Donc, à la prochaine génération : continuez à parler, même quand c'est compliqué et difficile. Ce sont souvent les questions qui ont le plus besoin d'être exprimées à voix haute, car d'autres personnes se débattent avec les mêmes problèmes.
Et aux responsables du football : ayez le courage d'agir. Pas avec de belles paroles lors de galas, mais avec un vrai travail - et une vraie honnêteté - pour répondre aux besoins des joueuses. Faites passer votre passion pour le jeu avant la protection d'un système injuste.
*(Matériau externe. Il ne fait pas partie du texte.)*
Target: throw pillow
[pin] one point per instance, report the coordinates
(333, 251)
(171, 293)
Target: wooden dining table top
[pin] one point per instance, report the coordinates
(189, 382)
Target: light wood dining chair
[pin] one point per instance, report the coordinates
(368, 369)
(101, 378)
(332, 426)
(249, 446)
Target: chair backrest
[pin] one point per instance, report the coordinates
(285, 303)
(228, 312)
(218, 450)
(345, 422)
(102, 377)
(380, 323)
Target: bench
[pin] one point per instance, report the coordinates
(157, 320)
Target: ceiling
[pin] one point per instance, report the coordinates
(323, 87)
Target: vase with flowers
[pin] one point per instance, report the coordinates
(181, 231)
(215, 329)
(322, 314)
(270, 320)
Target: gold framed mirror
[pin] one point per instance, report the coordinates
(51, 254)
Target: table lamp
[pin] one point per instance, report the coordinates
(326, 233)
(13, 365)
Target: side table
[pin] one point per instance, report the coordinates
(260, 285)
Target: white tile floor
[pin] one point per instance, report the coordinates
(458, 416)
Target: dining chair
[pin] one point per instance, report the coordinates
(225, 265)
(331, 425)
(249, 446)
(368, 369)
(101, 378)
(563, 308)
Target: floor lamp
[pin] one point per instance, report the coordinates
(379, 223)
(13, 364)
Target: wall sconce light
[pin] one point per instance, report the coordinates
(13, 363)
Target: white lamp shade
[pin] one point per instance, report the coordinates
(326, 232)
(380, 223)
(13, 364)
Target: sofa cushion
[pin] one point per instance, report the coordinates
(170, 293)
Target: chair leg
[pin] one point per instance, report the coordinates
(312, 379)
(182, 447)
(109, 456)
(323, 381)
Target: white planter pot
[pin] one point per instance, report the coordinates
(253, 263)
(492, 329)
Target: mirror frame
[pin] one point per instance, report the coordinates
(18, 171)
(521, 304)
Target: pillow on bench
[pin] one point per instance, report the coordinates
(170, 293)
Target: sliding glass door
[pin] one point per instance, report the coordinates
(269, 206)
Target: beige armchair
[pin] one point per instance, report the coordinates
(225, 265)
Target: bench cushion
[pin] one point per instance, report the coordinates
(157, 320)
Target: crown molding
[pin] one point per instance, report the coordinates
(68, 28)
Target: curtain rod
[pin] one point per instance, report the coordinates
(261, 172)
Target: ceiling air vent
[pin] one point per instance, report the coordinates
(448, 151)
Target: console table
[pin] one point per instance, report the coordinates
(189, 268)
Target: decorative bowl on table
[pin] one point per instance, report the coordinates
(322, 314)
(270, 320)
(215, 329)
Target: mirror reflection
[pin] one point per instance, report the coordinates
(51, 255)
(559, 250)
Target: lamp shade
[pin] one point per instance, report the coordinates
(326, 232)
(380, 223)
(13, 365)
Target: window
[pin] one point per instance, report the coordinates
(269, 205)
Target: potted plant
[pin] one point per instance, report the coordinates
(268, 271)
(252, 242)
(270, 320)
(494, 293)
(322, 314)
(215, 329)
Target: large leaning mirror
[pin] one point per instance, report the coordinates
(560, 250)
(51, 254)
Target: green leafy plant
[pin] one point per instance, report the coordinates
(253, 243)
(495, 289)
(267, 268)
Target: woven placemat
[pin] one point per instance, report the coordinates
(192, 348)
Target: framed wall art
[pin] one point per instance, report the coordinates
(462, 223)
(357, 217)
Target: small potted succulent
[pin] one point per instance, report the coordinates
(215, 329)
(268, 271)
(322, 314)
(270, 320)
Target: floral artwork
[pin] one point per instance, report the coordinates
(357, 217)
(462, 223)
J'ai commencé dans un monde où l'on me disait que les filles ne pouvaient même pas être gardiennes de but. Si quelqu'un avait dit à cette fille qu'elle se rendrait un jour à un match à l'extérieur dans un avion privé et qu'elle s'occuperait elle-même de son alimentation, elle ne l'aurait pas cru.
Le progrès est possible. J'en ai fait l'expérience. Il faut maintenant en faire une normalité et non un privilège.